Red Cross volunteers are routinely matched with disaster efforts by national according to their skill level and experience, Sawyer said.
However, the sheer numbers of evacuees in the convention center turned it from the average shelter to, as Sawyer said, “a small commune.” More help was needed from headquarters.
About 30 volunteers from around the country wound up filling technical and human-oriented needs there: the sign-in functions at the front desk, tending to evacuees’ issues, and working the phones and computers.
“The training from national is really inadequate for something like we faced,” Connelly said, adding that many were trained on the fly at the chapter office.
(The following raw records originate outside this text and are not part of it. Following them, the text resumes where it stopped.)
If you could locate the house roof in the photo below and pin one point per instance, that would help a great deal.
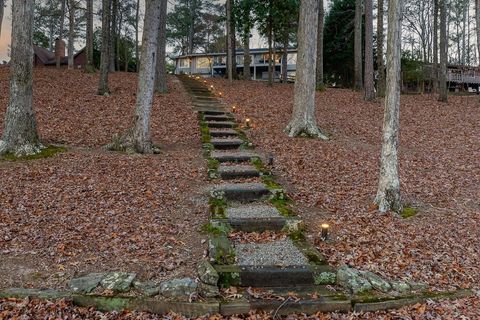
(239, 51)
(48, 57)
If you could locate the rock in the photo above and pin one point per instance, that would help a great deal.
(400, 286)
(118, 281)
(325, 278)
(147, 288)
(352, 280)
(207, 273)
(208, 291)
(417, 286)
(377, 282)
(178, 288)
(86, 284)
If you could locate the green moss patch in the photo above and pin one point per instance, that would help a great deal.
(47, 152)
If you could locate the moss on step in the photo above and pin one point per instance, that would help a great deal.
(46, 152)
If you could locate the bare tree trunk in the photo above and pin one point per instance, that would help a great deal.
(443, 94)
(113, 35)
(138, 138)
(435, 47)
(161, 74)
(477, 21)
(285, 58)
(71, 32)
(2, 6)
(388, 193)
(369, 84)
(358, 85)
(137, 18)
(247, 58)
(230, 63)
(20, 136)
(303, 122)
(320, 85)
(380, 62)
(89, 46)
(62, 24)
(105, 55)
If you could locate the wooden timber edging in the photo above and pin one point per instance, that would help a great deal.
(229, 307)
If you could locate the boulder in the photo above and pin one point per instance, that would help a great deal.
(178, 288)
(207, 273)
(352, 280)
(377, 282)
(118, 281)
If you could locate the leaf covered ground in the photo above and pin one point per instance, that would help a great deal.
(90, 210)
(336, 181)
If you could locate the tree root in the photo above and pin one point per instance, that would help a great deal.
(23, 150)
(126, 142)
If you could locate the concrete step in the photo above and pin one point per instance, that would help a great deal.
(238, 171)
(243, 191)
(233, 156)
(226, 143)
(223, 133)
(221, 124)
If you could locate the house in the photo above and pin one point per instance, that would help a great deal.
(214, 64)
(47, 58)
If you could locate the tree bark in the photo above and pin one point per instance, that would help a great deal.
(443, 90)
(105, 55)
(137, 18)
(435, 47)
(62, 24)
(20, 136)
(369, 83)
(247, 58)
(71, 32)
(285, 58)
(113, 35)
(230, 63)
(388, 194)
(358, 85)
(319, 68)
(2, 7)
(138, 138)
(161, 73)
(89, 46)
(380, 62)
(303, 122)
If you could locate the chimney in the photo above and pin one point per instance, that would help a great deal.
(59, 48)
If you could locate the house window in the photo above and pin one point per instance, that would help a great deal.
(203, 63)
(184, 63)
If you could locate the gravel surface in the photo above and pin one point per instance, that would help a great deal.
(282, 253)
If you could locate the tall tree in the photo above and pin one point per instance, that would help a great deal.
(2, 7)
(443, 90)
(71, 32)
(388, 193)
(358, 85)
(303, 120)
(89, 45)
(380, 62)
(62, 26)
(138, 138)
(230, 43)
(319, 68)
(105, 53)
(435, 47)
(20, 132)
(369, 84)
(161, 73)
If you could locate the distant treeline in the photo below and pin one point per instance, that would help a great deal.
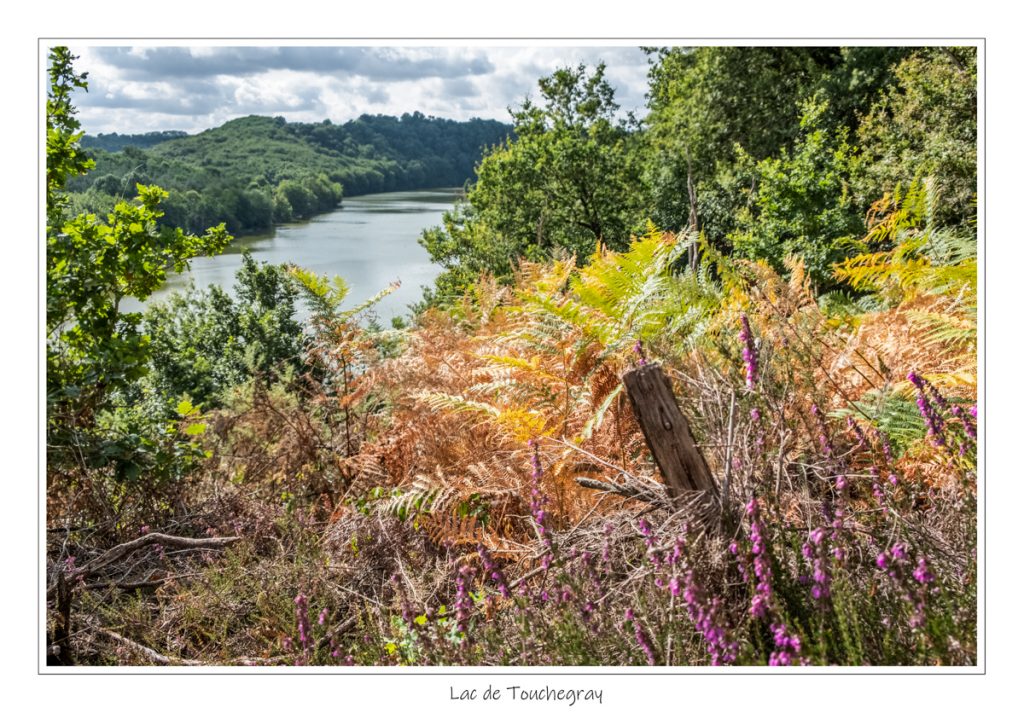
(116, 141)
(253, 172)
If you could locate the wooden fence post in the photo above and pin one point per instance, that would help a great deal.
(668, 432)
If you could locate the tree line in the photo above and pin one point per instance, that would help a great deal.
(254, 172)
(766, 152)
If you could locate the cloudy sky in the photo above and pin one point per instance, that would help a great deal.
(148, 88)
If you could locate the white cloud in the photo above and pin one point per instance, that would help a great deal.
(135, 89)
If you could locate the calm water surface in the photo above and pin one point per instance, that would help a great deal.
(371, 242)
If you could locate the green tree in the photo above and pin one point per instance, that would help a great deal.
(926, 125)
(803, 203)
(92, 349)
(203, 342)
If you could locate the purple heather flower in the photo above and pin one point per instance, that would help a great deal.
(969, 426)
(922, 573)
(463, 601)
(642, 639)
(706, 618)
(750, 350)
(931, 416)
(493, 572)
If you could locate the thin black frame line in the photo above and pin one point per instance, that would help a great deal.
(541, 39)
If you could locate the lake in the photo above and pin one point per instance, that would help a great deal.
(371, 242)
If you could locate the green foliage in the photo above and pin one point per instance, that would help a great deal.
(204, 342)
(803, 204)
(568, 181)
(926, 124)
(95, 353)
(65, 158)
(253, 172)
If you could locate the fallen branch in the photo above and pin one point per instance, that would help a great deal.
(119, 551)
(159, 658)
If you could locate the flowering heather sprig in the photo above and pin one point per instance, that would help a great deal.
(877, 490)
(934, 420)
(606, 548)
(493, 572)
(759, 443)
(302, 620)
(463, 601)
(895, 562)
(642, 639)
(537, 504)
(858, 432)
(705, 616)
(814, 551)
(762, 568)
(750, 350)
(786, 646)
(970, 425)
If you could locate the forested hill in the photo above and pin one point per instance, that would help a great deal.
(256, 171)
(116, 141)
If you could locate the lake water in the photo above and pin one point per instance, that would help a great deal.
(371, 241)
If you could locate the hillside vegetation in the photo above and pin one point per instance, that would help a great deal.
(253, 172)
(788, 238)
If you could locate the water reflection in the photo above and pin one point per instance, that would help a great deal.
(371, 242)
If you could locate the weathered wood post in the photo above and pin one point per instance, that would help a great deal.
(668, 432)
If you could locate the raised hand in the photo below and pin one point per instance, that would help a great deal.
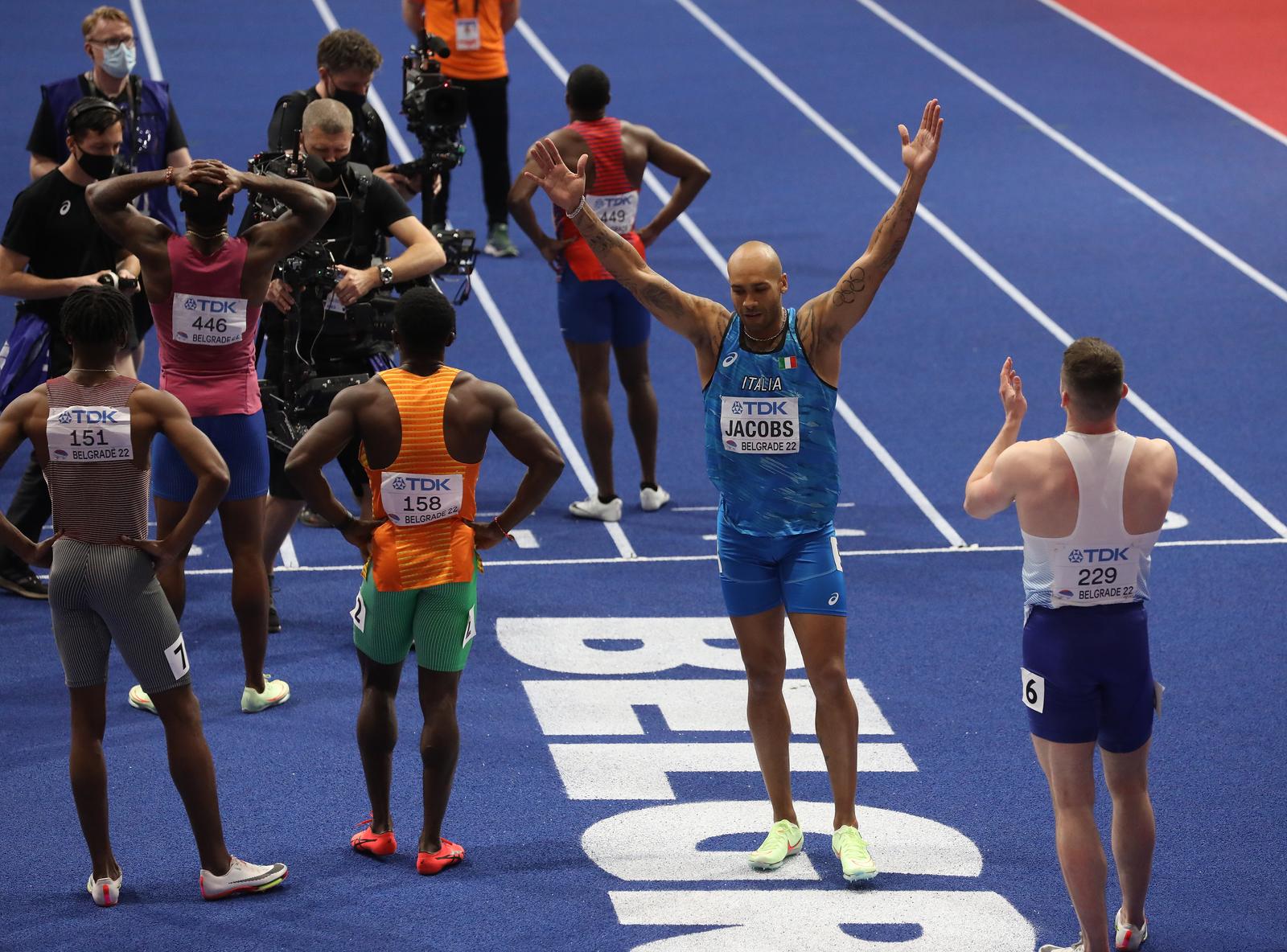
(1014, 400)
(564, 188)
(919, 154)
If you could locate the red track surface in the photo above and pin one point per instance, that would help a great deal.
(1233, 48)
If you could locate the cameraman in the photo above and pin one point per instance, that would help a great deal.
(330, 341)
(152, 137)
(347, 64)
(51, 248)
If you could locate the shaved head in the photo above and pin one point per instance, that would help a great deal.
(757, 285)
(755, 261)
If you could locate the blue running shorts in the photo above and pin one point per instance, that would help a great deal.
(241, 441)
(1087, 675)
(595, 312)
(759, 572)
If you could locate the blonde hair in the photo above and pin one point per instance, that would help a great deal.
(103, 13)
(328, 116)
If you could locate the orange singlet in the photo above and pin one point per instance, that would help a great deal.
(425, 493)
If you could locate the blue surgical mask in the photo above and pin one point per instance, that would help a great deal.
(119, 61)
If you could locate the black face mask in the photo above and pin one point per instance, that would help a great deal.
(326, 171)
(97, 166)
(354, 101)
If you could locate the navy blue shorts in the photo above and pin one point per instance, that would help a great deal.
(241, 441)
(759, 572)
(595, 312)
(1087, 675)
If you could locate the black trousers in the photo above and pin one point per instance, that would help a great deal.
(489, 115)
(31, 507)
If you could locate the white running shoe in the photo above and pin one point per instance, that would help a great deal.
(276, 691)
(851, 849)
(241, 878)
(653, 499)
(590, 507)
(1129, 937)
(1079, 946)
(107, 891)
(784, 840)
(139, 699)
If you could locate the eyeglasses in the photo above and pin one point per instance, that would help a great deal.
(115, 43)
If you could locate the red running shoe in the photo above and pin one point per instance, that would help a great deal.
(431, 864)
(373, 843)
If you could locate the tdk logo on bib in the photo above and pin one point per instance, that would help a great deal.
(759, 426)
(88, 417)
(1100, 555)
(212, 306)
(210, 321)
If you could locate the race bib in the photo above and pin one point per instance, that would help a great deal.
(411, 499)
(1034, 690)
(617, 211)
(214, 322)
(759, 425)
(1093, 576)
(467, 36)
(89, 434)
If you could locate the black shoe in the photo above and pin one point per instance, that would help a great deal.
(26, 585)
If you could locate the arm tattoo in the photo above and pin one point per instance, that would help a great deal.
(849, 287)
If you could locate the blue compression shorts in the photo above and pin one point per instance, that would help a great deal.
(596, 312)
(1089, 673)
(759, 572)
(241, 441)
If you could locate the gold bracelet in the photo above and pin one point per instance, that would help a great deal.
(578, 210)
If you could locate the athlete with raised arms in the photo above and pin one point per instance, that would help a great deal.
(1092, 502)
(206, 291)
(770, 377)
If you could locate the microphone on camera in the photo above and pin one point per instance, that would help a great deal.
(435, 44)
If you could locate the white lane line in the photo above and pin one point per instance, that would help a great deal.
(842, 407)
(1078, 151)
(641, 560)
(1166, 71)
(502, 330)
(290, 559)
(716, 508)
(150, 51)
(968, 252)
(525, 540)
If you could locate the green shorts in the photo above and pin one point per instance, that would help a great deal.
(438, 621)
When it came time to give out family assistance checks, of which the chapter doled out about $1.4 million, the chapter benefited greatly from about 30 Vicksburg High School staff and students who helped with crowd control.
At the request of the mayor and police chief, the application process was moved there after overflow crowds showed up at the chapter’s Cherry Street offices.
“A simple thank you wouldn’t do for that. It really went well,” Sawyer said.
Now, after the hurricanes, operations are getting back to what they usually consider normal. Winter’s arrival likely means more fires, Connelly said, with victims to tend to.
Since the end of shelter operations, the chapter has assisted victims of eight fires in their four-county service area.
Local donations, which fund 80 percent of their efforts, have hit $60,000, including an $11,000 contribution from Rainbow Casino.
All three agreed the lesson learned from their Katrina experience is a simple one.
Written plans do not always dictate what should be done for the next disaster, Sawyer said.
“The experience itself is the key. We’re much more prepared (to go through it again) now than we were Aug. 28,” Sawyer said.